I currently believe the sort of people who shun competition, but who don't mind getting hit, are the autodidacts who will seek out such problems on their own, which leaves people who don't want to get hit as the volume market for programming clinics. (The boxers are addressing their equivalent market, and I know several people with HEMA clubs who have also noticed that their sparring members are, in effect, subsidized by the larger numbers of people who like to swing swords around in a large group once a week, but for whom the idea of testing how well they can execute, under pressure, the skills they are supposedly learning, has absolutely no attraction.)

Sorry it's taken me this long to set up, but these models suggest a few ways one might attempt to make "casual programming" more attractive, by relaxing the normal constraints: - give people a surplus of resources, so just about anything they create works[3] (the "flower arranging"/"spirograph" approach) - give people resources that don't combine well, so they can build a few pretty things but not much else (the "modern lego kit" approach) - in normal programming, choice is "demonic": one's program needs to avoid messing up for any situation the environment can throw at it; if one offered an "angelic" environment, which only offered situations in which the program as written could possibly succeed, the job is made much easier. (the "slow pitch softball" approach) - a judicious selection of exercises and incremental test cases would aid the beginner by strongly hinting at the best next step (the "paint by numbers" approach) - alternatively, someone who put a lot of effort into creating "commonly failing" test cases might couple them with explicit hints for probable fixes (the "programmed instruction" approach) - instead of asking for complete programs, concentrate on "what is the next edit" puzzles (the "newspaper chess problem"/"shallow bug" approach)
        - what else?

-Dave

[0] cf https://psych.princeton.edu/psychology/research/johnson_laird/ pdfs/1988freedomandconstraint.pdf [*] as mentioned by http://www.economist.com/blogs/gametheory/2011/09/ marketing-action-sports most of these extremes are not things you would do every day, if at all, but it can be inspiring to know they are possible. [1] There was a documentary on the Kendo 8-dan exam, in which it was stated that former All-Japan champions often have trouble passing.

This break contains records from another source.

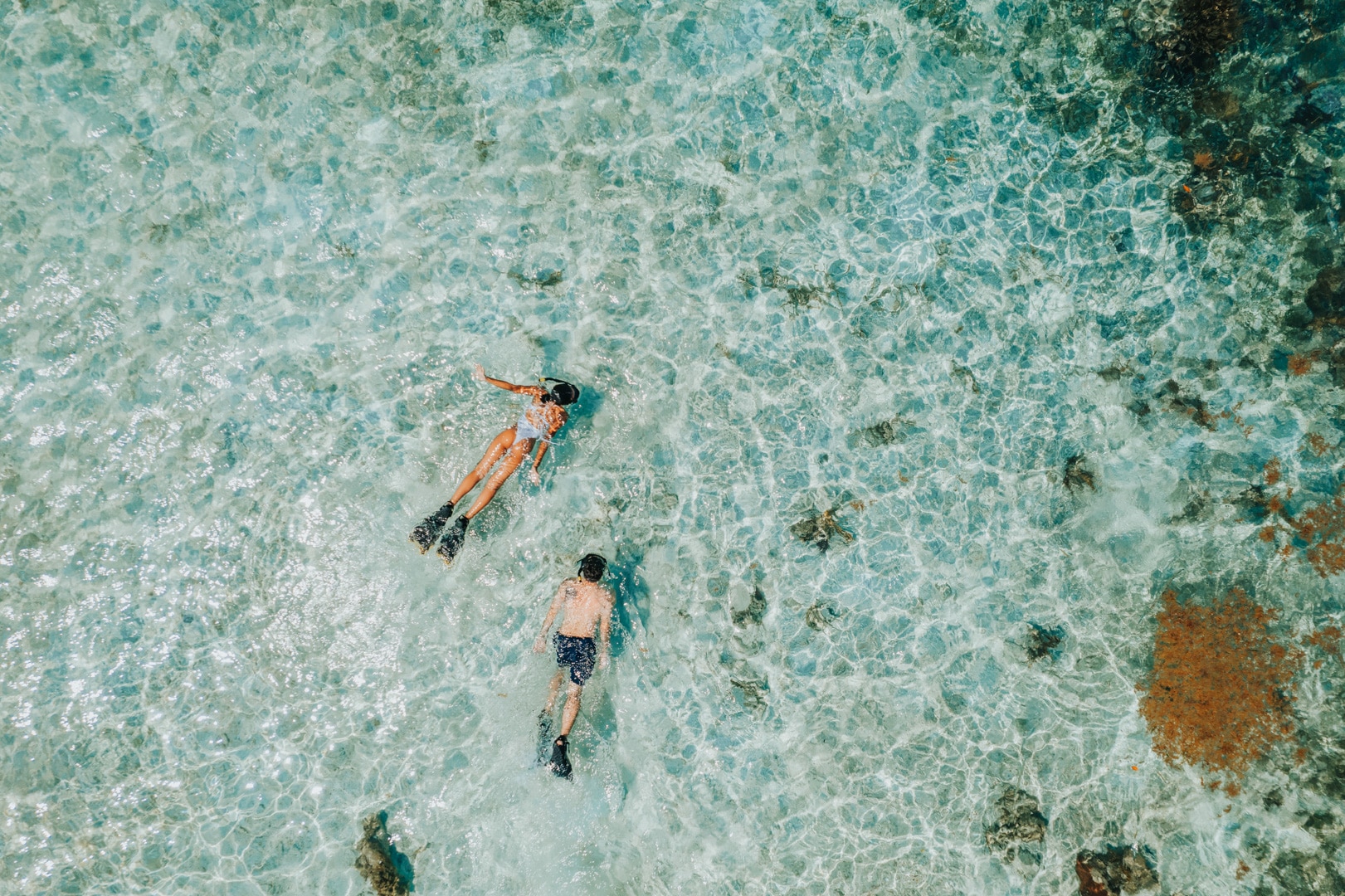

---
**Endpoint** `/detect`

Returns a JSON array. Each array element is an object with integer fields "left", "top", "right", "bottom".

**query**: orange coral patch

[
  {"left": 1293, "top": 495, "right": 1345, "bottom": 578},
  {"left": 1304, "top": 432, "right": 1332, "bottom": 457},
  {"left": 1304, "top": 626, "right": 1341, "bottom": 656},
  {"left": 1139, "top": 589, "right": 1302, "bottom": 775}
]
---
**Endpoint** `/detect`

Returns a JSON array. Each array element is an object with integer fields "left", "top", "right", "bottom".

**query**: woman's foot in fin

[
  {"left": 438, "top": 517, "right": 468, "bottom": 563},
  {"left": 412, "top": 500, "right": 453, "bottom": 554},
  {"left": 546, "top": 734, "right": 572, "bottom": 777}
]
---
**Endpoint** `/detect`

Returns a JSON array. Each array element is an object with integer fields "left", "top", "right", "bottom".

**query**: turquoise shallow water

[{"left": 0, "top": 0, "right": 1345, "bottom": 894}]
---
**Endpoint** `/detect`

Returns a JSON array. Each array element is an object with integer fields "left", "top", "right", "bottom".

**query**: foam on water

[{"left": 0, "top": 0, "right": 1345, "bottom": 894}]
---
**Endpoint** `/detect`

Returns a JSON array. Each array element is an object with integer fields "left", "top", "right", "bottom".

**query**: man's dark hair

[{"left": 580, "top": 554, "right": 607, "bottom": 582}]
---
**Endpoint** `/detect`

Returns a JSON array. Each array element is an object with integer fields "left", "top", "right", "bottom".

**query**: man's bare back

[
  {"left": 555, "top": 576, "right": 615, "bottom": 642},
  {"left": 533, "top": 554, "right": 616, "bottom": 777}
]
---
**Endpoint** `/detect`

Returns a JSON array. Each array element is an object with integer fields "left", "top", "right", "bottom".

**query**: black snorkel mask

[{"left": 542, "top": 377, "right": 580, "bottom": 405}]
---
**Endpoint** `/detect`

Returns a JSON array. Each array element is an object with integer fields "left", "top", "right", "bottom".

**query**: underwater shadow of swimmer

[{"left": 607, "top": 554, "right": 650, "bottom": 660}]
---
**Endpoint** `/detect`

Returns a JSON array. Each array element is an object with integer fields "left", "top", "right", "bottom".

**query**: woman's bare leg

[
  {"left": 463, "top": 438, "right": 535, "bottom": 519},
  {"left": 449, "top": 426, "right": 514, "bottom": 504}
]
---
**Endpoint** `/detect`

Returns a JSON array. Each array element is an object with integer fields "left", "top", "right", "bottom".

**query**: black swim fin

[
  {"left": 546, "top": 734, "right": 572, "bottom": 777},
  {"left": 437, "top": 508, "right": 468, "bottom": 563},
  {"left": 412, "top": 500, "right": 453, "bottom": 554}
]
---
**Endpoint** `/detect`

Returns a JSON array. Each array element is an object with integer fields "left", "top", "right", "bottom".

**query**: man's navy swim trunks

[{"left": 555, "top": 635, "right": 597, "bottom": 688}]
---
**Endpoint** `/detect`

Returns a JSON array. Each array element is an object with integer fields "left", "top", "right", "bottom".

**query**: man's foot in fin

[
  {"left": 546, "top": 734, "right": 570, "bottom": 777},
  {"left": 412, "top": 500, "right": 453, "bottom": 554},
  {"left": 537, "top": 709, "right": 555, "bottom": 762},
  {"left": 438, "top": 517, "right": 468, "bottom": 563}
]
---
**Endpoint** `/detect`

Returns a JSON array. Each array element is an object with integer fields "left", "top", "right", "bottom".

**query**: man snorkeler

[
  {"left": 410, "top": 364, "right": 580, "bottom": 563},
  {"left": 533, "top": 554, "right": 616, "bottom": 777}
]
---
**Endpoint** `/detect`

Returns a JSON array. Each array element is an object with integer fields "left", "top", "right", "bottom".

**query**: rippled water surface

[{"left": 0, "top": 0, "right": 1345, "bottom": 894}]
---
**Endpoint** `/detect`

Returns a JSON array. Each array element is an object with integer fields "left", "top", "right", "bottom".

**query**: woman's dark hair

[
  {"left": 546, "top": 377, "right": 580, "bottom": 405},
  {"left": 580, "top": 554, "right": 607, "bottom": 582}
]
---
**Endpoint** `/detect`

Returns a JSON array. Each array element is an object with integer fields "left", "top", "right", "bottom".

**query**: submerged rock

[
  {"left": 355, "top": 812, "right": 414, "bottom": 896},
  {"left": 1304, "top": 268, "right": 1345, "bottom": 323},
  {"left": 733, "top": 588, "right": 765, "bottom": 626},
  {"left": 1139, "top": 588, "right": 1302, "bottom": 777},
  {"left": 986, "top": 787, "right": 1048, "bottom": 862},
  {"left": 1075, "top": 846, "right": 1158, "bottom": 896},
  {"left": 790, "top": 507, "right": 854, "bottom": 553},
  {"left": 846, "top": 416, "right": 912, "bottom": 448},
  {"left": 729, "top": 678, "right": 771, "bottom": 709},
  {"left": 1027, "top": 623, "right": 1065, "bottom": 662},
  {"left": 509, "top": 270, "right": 565, "bottom": 290},
  {"left": 1065, "top": 455, "right": 1098, "bottom": 493},
  {"left": 803, "top": 601, "right": 841, "bottom": 631},
  {"left": 1158, "top": 0, "right": 1243, "bottom": 70}
]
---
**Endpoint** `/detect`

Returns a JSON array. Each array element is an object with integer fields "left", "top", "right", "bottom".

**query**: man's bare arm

[
  {"left": 472, "top": 364, "right": 545, "bottom": 396},
  {"left": 533, "top": 578, "right": 570, "bottom": 654},
  {"left": 597, "top": 589, "right": 616, "bottom": 669}
]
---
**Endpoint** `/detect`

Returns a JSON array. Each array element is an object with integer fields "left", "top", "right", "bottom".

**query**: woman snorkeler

[{"left": 412, "top": 364, "right": 580, "bottom": 563}]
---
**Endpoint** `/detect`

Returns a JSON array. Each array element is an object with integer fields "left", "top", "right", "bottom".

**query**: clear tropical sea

[{"left": 0, "top": 0, "right": 1345, "bottom": 896}]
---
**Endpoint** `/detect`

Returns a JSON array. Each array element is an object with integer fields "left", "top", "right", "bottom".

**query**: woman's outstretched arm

[{"left": 472, "top": 364, "right": 543, "bottom": 396}]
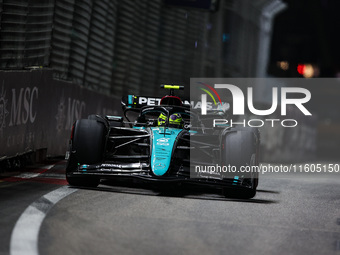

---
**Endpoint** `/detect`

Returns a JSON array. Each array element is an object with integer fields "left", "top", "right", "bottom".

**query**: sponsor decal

[{"left": 153, "top": 163, "right": 166, "bottom": 170}]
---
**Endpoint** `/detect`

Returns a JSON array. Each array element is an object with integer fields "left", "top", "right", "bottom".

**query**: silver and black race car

[{"left": 66, "top": 85, "right": 260, "bottom": 198}]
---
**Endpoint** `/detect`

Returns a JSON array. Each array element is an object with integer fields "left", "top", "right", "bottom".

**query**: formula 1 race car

[{"left": 66, "top": 85, "right": 260, "bottom": 198}]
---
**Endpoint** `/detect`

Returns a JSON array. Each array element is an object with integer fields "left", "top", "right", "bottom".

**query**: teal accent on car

[
  {"left": 128, "top": 95, "right": 133, "bottom": 105},
  {"left": 151, "top": 127, "right": 182, "bottom": 176}
]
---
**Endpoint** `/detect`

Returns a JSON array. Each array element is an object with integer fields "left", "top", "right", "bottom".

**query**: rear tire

[
  {"left": 222, "top": 128, "right": 258, "bottom": 199},
  {"left": 66, "top": 119, "right": 106, "bottom": 187}
]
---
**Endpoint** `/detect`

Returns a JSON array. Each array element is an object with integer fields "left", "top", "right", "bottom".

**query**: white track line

[{"left": 10, "top": 186, "right": 77, "bottom": 255}]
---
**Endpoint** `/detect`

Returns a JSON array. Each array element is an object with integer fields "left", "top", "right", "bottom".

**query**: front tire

[{"left": 66, "top": 119, "right": 106, "bottom": 187}]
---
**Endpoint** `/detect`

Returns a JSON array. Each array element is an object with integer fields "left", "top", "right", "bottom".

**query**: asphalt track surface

[{"left": 0, "top": 161, "right": 340, "bottom": 255}]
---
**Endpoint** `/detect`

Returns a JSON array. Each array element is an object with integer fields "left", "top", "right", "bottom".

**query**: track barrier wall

[{"left": 0, "top": 69, "right": 121, "bottom": 157}]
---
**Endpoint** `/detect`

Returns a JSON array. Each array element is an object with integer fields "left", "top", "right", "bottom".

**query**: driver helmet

[{"left": 158, "top": 113, "right": 183, "bottom": 128}]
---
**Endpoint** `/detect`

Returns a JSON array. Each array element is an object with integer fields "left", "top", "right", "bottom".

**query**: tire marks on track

[{"left": 10, "top": 186, "right": 77, "bottom": 255}]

As an outsider, I suspect this is not at all paradoxical: the person who was a national champion at 3-dan had been accustomed to beating his opponents antagonistically, by simply being better and faster improvisationally; while the examiners at the 8-dan level are looking for someone who is strong enough to compose the fight, sympathizing with the opponent enough to set up a situation in which he knows what the opponent will do next. [2] Over a decade, Knuth went from taking a week to write an assembler as a student on a summer job, to saying that a simple one should take an afternoon. It's been pointed out that part of the reason for the performance of the V8 engine is that the key contributors have been doing high-performance virtual machines for a quarter century or so It's easily possible that they still don't know the best way to do it, but it's nearly certain they know enough about the problem space to avoid spending any more time on most of the really poor ways to do it. [3] To a large extent, the hardware people have done this for us: machines today are about 10'000x faster and 10'000x cheaper than in 1960. In absolute terms, much of what they built then doesn't seem like much to modern eyes, but becomes more impressive as soon as one realizes how much they got out of such small and slow boxes.